The United States and the Baltic states on Sunday agreed to beef up cooperation to protect the Baltic energy grid from cyberattacks as they disconnect from the Russian electricity grid.
US, Baltics agree on cooperation in protecting energy infrastructure from cyberattacks
US Energy Secretary Rick Perry and his Lithuanian, Latvian and Estonian counterparts termed the agreement "a critical moment for the Baltic States in strengthening cybersecurity" in strategic energy infrastructure.
"We see a crucial role that US could play in assisting the Baltic States with strategic and technical support," the four officials said in a joint declaration signed in the Lithuanian capital Vilnius.
Lithuania said it was looking for US technology firms able to modernize software used to control energy systems to prevent attacks by Russian hackers that could disrupt energy supplies.
"The Lithuanian energy sector remains a cyber target for Russia, the network system is constantly being scanned for gaps, therefore we seek US security technologies in our energy production and distribution systems," Edvinas Kerza, Lithuania’s top cyber security official who attended the talks with Perry, told AFP.
Energy minister Zygimantas Vaiciunas said the Baltic ministers also agreed with Perry to set up a cooperation platform for cybersecurity experts from all four countries within the next six months.
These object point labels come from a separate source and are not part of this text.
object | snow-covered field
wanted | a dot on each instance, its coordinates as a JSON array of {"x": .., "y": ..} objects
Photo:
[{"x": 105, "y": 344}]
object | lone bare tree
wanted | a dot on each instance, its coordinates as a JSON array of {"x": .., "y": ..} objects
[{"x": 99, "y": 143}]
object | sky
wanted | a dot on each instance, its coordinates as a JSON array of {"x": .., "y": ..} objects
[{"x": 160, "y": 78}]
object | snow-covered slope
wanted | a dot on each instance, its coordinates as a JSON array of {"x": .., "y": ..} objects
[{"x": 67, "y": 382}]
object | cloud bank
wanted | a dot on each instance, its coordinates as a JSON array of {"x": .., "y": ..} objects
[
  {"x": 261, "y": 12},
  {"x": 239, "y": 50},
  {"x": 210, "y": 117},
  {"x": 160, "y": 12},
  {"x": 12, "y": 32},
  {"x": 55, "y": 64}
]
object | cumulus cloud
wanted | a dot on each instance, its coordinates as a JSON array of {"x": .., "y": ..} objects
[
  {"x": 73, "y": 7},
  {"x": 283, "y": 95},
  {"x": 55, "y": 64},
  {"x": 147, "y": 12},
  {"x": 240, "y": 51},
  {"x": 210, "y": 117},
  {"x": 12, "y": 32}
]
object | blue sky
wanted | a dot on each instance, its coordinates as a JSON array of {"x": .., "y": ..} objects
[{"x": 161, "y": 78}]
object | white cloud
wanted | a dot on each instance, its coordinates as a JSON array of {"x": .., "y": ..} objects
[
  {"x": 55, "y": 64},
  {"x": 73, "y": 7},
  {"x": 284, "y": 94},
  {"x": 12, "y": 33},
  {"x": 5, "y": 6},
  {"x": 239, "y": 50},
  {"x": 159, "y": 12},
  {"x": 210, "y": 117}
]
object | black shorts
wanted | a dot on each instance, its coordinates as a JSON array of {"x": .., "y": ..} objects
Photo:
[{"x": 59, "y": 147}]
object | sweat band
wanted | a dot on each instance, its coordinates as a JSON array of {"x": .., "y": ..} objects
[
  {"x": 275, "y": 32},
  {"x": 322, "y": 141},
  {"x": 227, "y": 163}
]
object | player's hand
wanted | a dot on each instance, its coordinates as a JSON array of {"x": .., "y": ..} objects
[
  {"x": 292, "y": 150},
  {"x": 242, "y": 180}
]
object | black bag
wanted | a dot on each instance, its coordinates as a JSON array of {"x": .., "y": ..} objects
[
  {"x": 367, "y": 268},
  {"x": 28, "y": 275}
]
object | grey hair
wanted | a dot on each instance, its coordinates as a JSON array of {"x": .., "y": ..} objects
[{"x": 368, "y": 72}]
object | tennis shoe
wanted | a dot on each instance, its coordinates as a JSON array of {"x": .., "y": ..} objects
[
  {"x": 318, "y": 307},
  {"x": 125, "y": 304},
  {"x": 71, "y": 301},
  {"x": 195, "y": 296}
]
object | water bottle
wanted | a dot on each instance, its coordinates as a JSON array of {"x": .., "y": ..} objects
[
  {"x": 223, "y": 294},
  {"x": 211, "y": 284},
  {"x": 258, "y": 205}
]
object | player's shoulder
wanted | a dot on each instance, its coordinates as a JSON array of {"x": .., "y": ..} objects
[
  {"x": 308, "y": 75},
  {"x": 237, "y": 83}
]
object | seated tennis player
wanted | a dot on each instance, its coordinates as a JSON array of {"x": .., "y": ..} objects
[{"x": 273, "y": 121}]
Lithuania, Latvia and Estonia are on track to integrate into the European energy grid by 2025, breaking their dependence on the Russian grid.
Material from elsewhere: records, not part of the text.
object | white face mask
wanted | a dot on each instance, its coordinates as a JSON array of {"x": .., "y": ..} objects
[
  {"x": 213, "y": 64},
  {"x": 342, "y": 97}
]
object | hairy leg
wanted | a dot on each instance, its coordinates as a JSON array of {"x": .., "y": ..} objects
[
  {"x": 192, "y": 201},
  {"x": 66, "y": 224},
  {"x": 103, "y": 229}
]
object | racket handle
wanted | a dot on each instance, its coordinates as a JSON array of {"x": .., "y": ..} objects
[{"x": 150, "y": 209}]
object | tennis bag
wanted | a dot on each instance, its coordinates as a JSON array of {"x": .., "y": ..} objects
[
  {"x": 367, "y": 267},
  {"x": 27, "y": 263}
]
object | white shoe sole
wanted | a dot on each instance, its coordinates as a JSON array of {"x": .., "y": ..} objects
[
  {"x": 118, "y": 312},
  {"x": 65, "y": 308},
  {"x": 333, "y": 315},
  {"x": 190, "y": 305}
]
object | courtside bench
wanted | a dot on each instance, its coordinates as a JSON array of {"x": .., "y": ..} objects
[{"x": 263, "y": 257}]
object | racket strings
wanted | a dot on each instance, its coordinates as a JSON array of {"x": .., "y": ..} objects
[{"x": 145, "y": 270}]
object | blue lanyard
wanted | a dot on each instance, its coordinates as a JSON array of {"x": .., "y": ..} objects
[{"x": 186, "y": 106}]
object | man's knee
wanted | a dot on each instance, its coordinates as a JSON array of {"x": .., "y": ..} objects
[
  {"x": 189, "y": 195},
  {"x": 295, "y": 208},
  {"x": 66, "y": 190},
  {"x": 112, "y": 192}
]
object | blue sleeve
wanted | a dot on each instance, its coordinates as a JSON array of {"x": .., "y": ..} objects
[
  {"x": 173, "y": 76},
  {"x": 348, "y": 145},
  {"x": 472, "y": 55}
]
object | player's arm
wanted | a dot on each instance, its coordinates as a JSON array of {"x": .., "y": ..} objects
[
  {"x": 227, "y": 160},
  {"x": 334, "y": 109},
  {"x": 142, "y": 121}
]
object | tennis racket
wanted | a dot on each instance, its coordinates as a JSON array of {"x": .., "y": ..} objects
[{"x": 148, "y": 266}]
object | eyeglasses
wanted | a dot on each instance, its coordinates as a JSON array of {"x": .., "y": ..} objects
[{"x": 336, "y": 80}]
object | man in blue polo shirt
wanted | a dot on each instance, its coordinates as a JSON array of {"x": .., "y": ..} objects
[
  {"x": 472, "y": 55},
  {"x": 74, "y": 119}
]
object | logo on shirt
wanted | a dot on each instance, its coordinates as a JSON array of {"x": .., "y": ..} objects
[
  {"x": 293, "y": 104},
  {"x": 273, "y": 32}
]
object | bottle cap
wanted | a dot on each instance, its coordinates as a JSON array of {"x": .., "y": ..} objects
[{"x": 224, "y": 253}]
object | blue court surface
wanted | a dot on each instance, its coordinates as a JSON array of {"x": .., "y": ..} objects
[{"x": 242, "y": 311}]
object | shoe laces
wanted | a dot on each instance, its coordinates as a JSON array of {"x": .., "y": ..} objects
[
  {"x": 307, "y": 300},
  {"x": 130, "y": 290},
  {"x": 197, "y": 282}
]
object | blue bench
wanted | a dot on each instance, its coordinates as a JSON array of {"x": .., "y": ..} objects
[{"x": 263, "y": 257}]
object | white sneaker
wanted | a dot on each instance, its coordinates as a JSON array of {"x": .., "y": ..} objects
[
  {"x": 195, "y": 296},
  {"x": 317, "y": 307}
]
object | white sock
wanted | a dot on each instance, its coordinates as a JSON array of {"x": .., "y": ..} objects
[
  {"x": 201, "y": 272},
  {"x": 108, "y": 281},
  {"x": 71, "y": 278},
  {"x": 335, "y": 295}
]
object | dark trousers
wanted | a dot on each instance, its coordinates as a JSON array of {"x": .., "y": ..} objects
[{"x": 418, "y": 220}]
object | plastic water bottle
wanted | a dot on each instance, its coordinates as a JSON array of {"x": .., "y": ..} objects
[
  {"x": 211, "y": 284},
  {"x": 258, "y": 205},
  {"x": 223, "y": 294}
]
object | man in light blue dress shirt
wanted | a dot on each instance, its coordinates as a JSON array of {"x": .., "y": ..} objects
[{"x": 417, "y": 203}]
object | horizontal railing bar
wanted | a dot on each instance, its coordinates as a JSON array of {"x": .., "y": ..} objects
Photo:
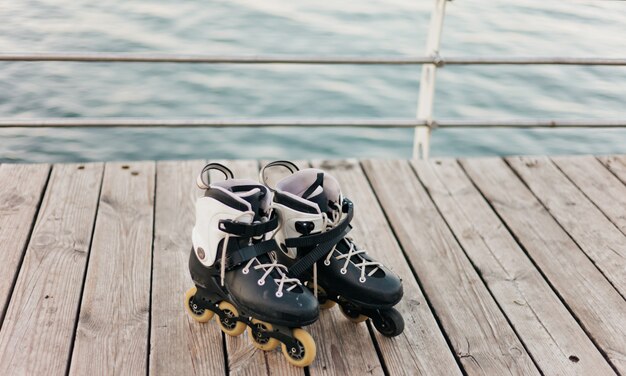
[
  {"x": 268, "y": 59},
  {"x": 265, "y": 122}
]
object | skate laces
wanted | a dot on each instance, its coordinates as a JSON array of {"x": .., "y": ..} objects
[
  {"x": 267, "y": 267},
  {"x": 352, "y": 251}
]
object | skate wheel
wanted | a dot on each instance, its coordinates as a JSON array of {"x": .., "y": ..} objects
[
  {"x": 265, "y": 344},
  {"x": 229, "y": 326},
  {"x": 192, "y": 308},
  {"x": 389, "y": 323},
  {"x": 352, "y": 315},
  {"x": 304, "y": 353}
]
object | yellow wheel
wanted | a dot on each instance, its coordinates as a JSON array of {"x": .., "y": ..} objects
[
  {"x": 265, "y": 344},
  {"x": 192, "y": 308},
  {"x": 304, "y": 353},
  {"x": 322, "y": 297},
  {"x": 351, "y": 315},
  {"x": 229, "y": 326}
]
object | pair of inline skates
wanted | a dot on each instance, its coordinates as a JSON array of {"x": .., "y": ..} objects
[{"x": 268, "y": 259}]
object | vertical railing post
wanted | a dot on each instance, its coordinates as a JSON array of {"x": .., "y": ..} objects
[{"x": 421, "y": 143}]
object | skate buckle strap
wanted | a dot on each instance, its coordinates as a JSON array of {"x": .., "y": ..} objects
[
  {"x": 242, "y": 255},
  {"x": 248, "y": 230},
  {"x": 324, "y": 242},
  {"x": 335, "y": 234}
]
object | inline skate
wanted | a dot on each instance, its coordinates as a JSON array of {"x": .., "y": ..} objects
[
  {"x": 235, "y": 279},
  {"x": 314, "y": 223}
]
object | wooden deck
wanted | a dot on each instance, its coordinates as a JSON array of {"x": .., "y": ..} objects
[{"x": 510, "y": 266}]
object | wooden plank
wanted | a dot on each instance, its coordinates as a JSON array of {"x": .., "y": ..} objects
[
  {"x": 178, "y": 345},
  {"x": 476, "y": 328},
  {"x": 333, "y": 332},
  {"x": 616, "y": 164},
  {"x": 552, "y": 336},
  {"x": 422, "y": 348},
  {"x": 37, "y": 333},
  {"x": 112, "y": 333},
  {"x": 20, "y": 195},
  {"x": 585, "y": 223},
  {"x": 598, "y": 184},
  {"x": 597, "y": 305},
  {"x": 243, "y": 357}
]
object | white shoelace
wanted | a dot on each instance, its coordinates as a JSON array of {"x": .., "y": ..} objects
[{"x": 353, "y": 251}]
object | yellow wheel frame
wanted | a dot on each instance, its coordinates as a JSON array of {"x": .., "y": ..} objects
[
  {"x": 356, "y": 320},
  {"x": 238, "y": 328},
  {"x": 206, "y": 315},
  {"x": 306, "y": 352},
  {"x": 271, "y": 343}
]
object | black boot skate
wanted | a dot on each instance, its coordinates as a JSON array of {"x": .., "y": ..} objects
[
  {"x": 315, "y": 220},
  {"x": 235, "y": 278}
]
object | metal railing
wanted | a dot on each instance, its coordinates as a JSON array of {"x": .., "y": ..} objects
[{"x": 423, "y": 123}]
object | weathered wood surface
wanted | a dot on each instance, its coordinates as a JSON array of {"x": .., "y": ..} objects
[
  {"x": 19, "y": 202},
  {"x": 598, "y": 184},
  {"x": 178, "y": 344},
  {"x": 617, "y": 165},
  {"x": 551, "y": 335},
  {"x": 497, "y": 271},
  {"x": 477, "y": 329},
  {"x": 596, "y": 304},
  {"x": 422, "y": 348},
  {"x": 583, "y": 221},
  {"x": 38, "y": 329},
  {"x": 112, "y": 333}
]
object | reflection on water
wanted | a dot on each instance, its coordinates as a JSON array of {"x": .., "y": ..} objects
[{"x": 306, "y": 27}]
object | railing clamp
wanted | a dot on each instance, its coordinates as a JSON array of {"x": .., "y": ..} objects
[{"x": 438, "y": 61}]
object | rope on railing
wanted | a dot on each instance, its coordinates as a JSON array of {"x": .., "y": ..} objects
[
  {"x": 269, "y": 59},
  {"x": 265, "y": 122}
]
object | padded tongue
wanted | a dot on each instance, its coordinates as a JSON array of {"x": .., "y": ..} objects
[
  {"x": 252, "y": 195},
  {"x": 315, "y": 193}
]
Despite joining the European Union and NATO in 2004, the Baltic trio are still part of a Russian-controlled power grid – a legacy of five decades of Soviet occupation that ended in 1991.
Perry, who is in Lithuania to attend an energy forum focused on the US and Central and Eastern Europe, sought to promote US liquefied natural gas (LNG) exports to Europe.
"We hope that all the citizens of Europe recognize that we certainly look at this (US LNG exports) as a great opportunity to bring more freedom to the marketplace, more competition to the marketplace," Perry told reporters in Vilnius.
Lithuania and neighbor Poland have begun importing US LNG in a bid to bolster their energy security by reducing dependence on Russian gas supplies.
Poland's state-run gas firm PGNiG announced last month that it was selling Ukraine's ERU energy group a shipment of LNG from the United States.